Desde ese escenario de paz y sencillez el hijo abraza a su madre y luego de unos minutos retoma la conversación, junto a Eida, quien insiste en un tema cercano a su familia: «La vejez sin ayuda, en solitario, no es fácil. Creo que hay que tocar a cada adulto mayor, ver cómo viven, a pesar de tener una chequera que lo proteja y ampare; incluso más allá de si vive solo o acompañado».

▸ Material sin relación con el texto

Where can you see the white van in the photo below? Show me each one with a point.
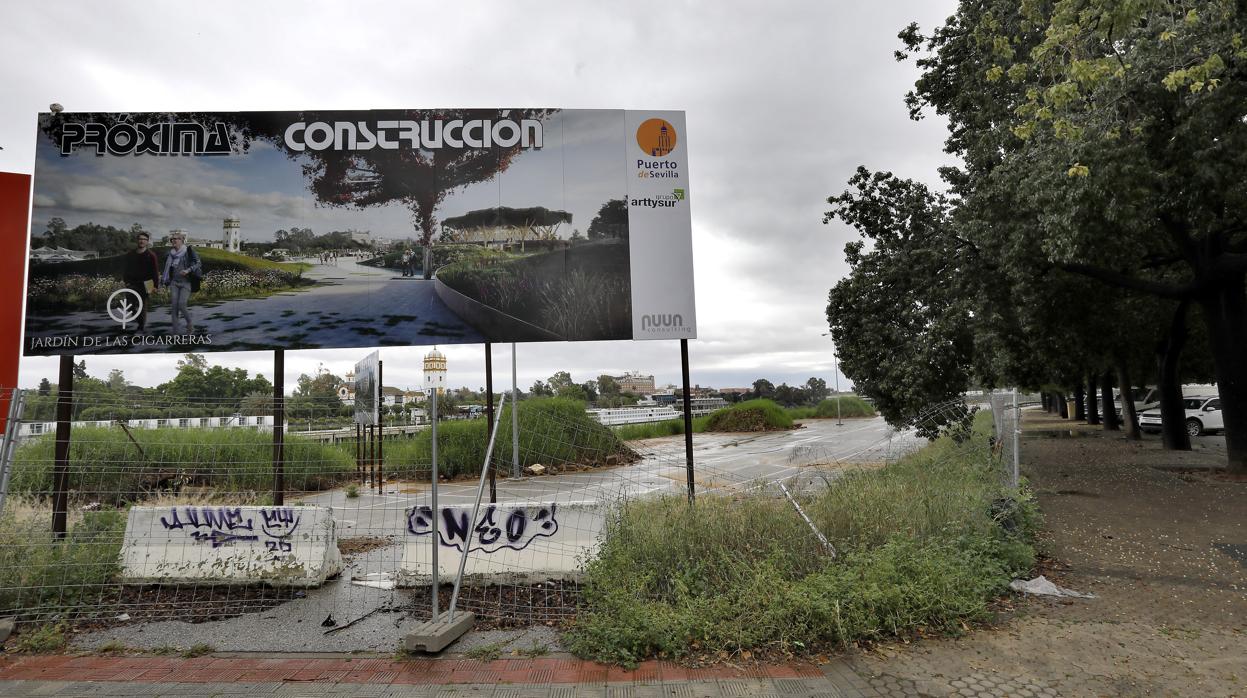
(1202, 415)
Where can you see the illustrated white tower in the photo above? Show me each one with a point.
(230, 238)
(434, 373)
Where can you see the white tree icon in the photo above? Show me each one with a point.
(122, 309)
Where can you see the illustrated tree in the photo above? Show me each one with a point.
(610, 222)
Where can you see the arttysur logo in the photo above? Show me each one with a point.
(125, 305)
(656, 137)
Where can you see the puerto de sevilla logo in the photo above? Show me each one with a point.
(656, 137)
(125, 305)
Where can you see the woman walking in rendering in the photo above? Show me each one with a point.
(182, 274)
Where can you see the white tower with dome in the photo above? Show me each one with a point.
(434, 372)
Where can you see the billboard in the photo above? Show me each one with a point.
(241, 231)
(368, 389)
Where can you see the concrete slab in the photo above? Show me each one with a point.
(274, 545)
(435, 636)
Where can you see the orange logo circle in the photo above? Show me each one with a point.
(656, 137)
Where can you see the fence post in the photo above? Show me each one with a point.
(489, 414)
(10, 441)
(515, 420)
(688, 420)
(434, 540)
(1016, 439)
(61, 469)
(278, 423)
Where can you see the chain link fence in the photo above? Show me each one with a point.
(175, 520)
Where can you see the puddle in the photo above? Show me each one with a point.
(1056, 434)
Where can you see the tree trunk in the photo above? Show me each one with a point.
(1110, 409)
(1127, 401)
(1170, 354)
(1225, 313)
(1092, 401)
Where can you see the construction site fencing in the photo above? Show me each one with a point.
(181, 519)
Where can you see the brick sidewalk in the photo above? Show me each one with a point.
(501, 678)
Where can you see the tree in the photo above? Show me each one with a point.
(1122, 124)
(763, 388)
(899, 319)
(611, 221)
(816, 389)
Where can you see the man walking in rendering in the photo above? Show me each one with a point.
(141, 274)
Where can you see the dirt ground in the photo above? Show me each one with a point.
(1155, 535)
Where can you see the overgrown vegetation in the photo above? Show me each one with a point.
(579, 293)
(849, 406)
(553, 431)
(40, 572)
(86, 284)
(751, 415)
(924, 544)
(110, 469)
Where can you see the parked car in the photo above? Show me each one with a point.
(1202, 415)
(1150, 398)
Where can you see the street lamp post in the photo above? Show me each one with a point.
(836, 369)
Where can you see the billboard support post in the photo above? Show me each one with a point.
(515, 420)
(688, 420)
(489, 414)
(380, 426)
(61, 468)
(278, 426)
(433, 490)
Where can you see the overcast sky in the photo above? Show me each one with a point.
(783, 101)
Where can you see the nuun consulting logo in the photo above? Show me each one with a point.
(662, 322)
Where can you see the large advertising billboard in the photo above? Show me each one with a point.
(240, 231)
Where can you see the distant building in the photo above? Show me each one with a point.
(230, 237)
(434, 373)
(632, 382)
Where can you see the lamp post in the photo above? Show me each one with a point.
(836, 369)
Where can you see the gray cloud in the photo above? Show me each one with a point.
(783, 101)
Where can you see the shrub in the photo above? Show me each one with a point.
(750, 415)
(924, 544)
(106, 466)
(553, 431)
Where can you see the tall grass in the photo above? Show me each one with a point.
(553, 431)
(849, 406)
(106, 466)
(923, 544)
(41, 575)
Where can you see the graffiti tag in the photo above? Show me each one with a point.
(498, 527)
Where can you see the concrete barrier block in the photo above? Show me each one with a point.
(190, 545)
(509, 541)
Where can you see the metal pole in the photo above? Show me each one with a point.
(515, 420)
(278, 433)
(61, 469)
(1016, 440)
(10, 441)
(489, 414)
(836, 367)
(688, 420)
(471, 522)
(380, 440)
(437, 512)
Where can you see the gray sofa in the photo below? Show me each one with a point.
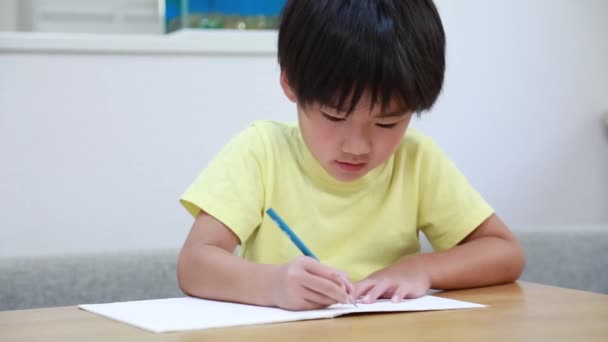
(573, 257)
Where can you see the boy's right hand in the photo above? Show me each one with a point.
(306, 284)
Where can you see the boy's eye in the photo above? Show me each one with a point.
(332, 118)
(391, 125)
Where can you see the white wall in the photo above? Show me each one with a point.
(96, 149)
(8, 15)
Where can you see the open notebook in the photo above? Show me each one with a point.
(187, 313)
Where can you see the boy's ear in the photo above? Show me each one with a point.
(287, 88)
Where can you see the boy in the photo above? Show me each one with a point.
(350, 181)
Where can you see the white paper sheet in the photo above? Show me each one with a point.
(187, 313)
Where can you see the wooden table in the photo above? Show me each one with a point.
(517, 312)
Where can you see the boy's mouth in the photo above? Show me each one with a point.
(347, 166)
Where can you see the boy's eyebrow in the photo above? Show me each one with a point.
(398, 112)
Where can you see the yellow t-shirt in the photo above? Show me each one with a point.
(357, 227)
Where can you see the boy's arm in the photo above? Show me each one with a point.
(207, 268)
(490, 255)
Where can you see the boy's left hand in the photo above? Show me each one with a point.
(394, 282)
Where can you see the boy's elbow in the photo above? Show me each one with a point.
(182, 273)
(517, 262)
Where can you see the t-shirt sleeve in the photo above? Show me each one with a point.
(449, 207)
(231, 187)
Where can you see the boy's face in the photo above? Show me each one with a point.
(348, 147)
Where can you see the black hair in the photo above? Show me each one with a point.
(332, 51)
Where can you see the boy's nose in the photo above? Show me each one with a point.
(356, 145)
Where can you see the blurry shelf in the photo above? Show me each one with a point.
(189, 42)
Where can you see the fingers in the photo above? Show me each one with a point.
(400, 293)
(361, 288)
(327, 281)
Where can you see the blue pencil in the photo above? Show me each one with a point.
(296, 240)
(292, 236)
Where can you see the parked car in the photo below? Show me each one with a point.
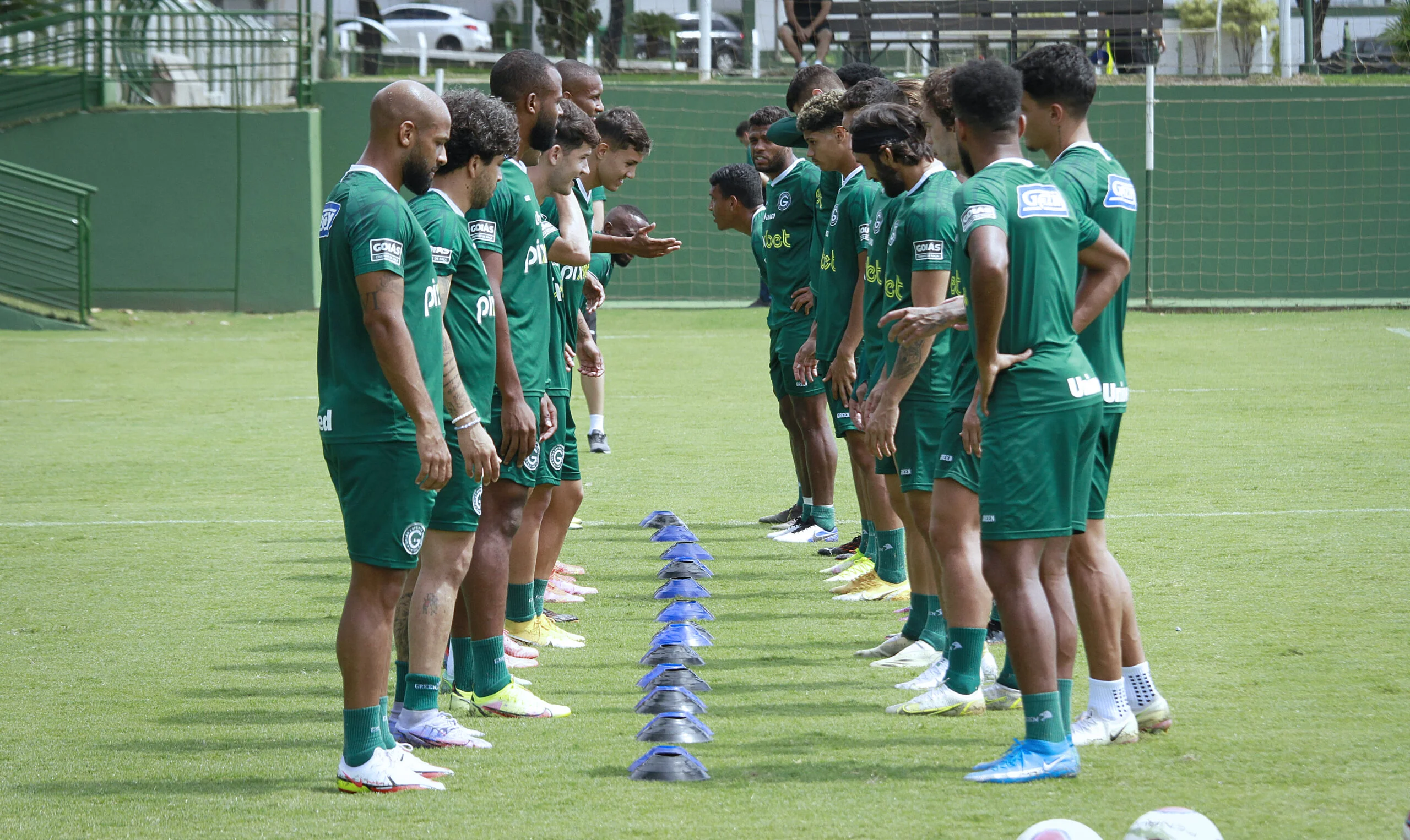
(726, 43)
(446, 27)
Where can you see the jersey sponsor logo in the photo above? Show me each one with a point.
(330, 212)
(1120, 194)
(1041, 199)
(930, 250)
(976, 213)
(1084, 385)
(412, 539)
(387, 252)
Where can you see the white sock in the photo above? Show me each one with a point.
(1107, 698)
(1140, 690)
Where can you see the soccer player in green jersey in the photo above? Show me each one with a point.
(789, 232)
(1037, 402)
(1058, 91)
(379, 409)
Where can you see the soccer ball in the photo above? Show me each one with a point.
(1174, 823)
(1059, 831)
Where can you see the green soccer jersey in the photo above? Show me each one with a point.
(1096, 184)
(844, 238)
(921, 238)
(790, 206)
(470, 308)
(512, 226)
(367, 227)
(1044, 237)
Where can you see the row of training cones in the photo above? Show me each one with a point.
(671, 688)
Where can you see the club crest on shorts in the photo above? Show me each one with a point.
(412, 539)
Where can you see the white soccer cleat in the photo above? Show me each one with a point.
(918, 654)
(1094, 730)
(383, 774)
(930, 678)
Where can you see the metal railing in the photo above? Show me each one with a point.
(46, 260)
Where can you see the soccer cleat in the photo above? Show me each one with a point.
(930, 678)
(942, 700)
(441, 730)
(918, 654)
(1094, 730)
(383, 774)
(1031, 761)
(999, 697)
(1155, 716)
(890, 647)
(515, 701)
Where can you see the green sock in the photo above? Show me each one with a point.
(892, 556)
(540, 585)
(966, 653)
(462, 654)
(388, 742)
(1043, 718)
(915, 620)
(1007, 678)
(519, 604)
(491, 673)
(401, 681)
(1065, 692)
(935, 628)
(361, 733)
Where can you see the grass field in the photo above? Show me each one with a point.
(174, 570)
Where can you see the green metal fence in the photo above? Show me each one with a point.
(46, 261)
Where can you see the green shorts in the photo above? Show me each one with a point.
(457, 504)
(956, 464)
(527, 474)
(841, 413)
(1102, 466)
(1035, 476)
(918, 444)
(384, 512)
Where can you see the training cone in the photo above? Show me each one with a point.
(674, 534)
(680, 654)
(673, 674)
(670, 698)
(687, 552)
(686, 610)
(676, 728)
(680, 588)
(669, 765)
(659, 519)
(684, 569)
(683, 633)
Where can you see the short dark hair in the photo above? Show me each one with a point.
(892, 126)
(480, 126)
(1062, 74)
(621, 127)
(937, 94)
(741, 182)
(574, 129)
(872, 92)
(806, 79)
(821, 113)
(988, 95)
(518, 74)
(850, 74)
(766, 116)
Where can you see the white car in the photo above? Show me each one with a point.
(446, 27)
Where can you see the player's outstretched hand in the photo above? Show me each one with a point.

Para Rogelio lo más importante es asumir esta etapa de la vida con beneficios, no solo monetarios: «Un adulto mayor como mi vieja requiere de una ayuda diferente. Por ejemplo, como ella no padece de ninguna enfermedad no recibe ninguna dieta alimentaria, y no es justo. Los abuelos centenarios deberían tener otro tratamiento. Yo estoy muy agradecido con la atención y ayuda recibidas durante la pandemia».
—El nuevo Código de Familia, que el 25 de septiembre defenderemos en las urnas, protege y da prioridad al adulto mayor y a familias como la suya. ¿Qué opinión tiene al respecto?
—Decirte que entiendo y acepto todo sería mentirte, pero a mis casi 80 años he aprendido con creces a respetar a todo el mundo con sus diferencias, para que el mundo también me respete a mí con las mías. La vida me ha demostrado que de quien menos uno lo espera llega la mano solidaria, la que te ayuda, y eso es lo más importante.
«Yo tengo mucha suerte que mi familia sea unida y convivamos entre la paz y el amor, y eso es lo que más me importa. Pero el Código era necesario porque se están viendo cada cosas entre las familias, esas en las que los abuelos y los niños quedan en desventaja. En eso pone su mirada y protege a quien más lo necesite».
Así es esta familia camagüeyana integrada por Eida García Álvarez, de 68 años; Rogelio Blanco Piñeiro, de 79 abriles, y la abuela Clementina.Foto: Yahily Hernández Porto.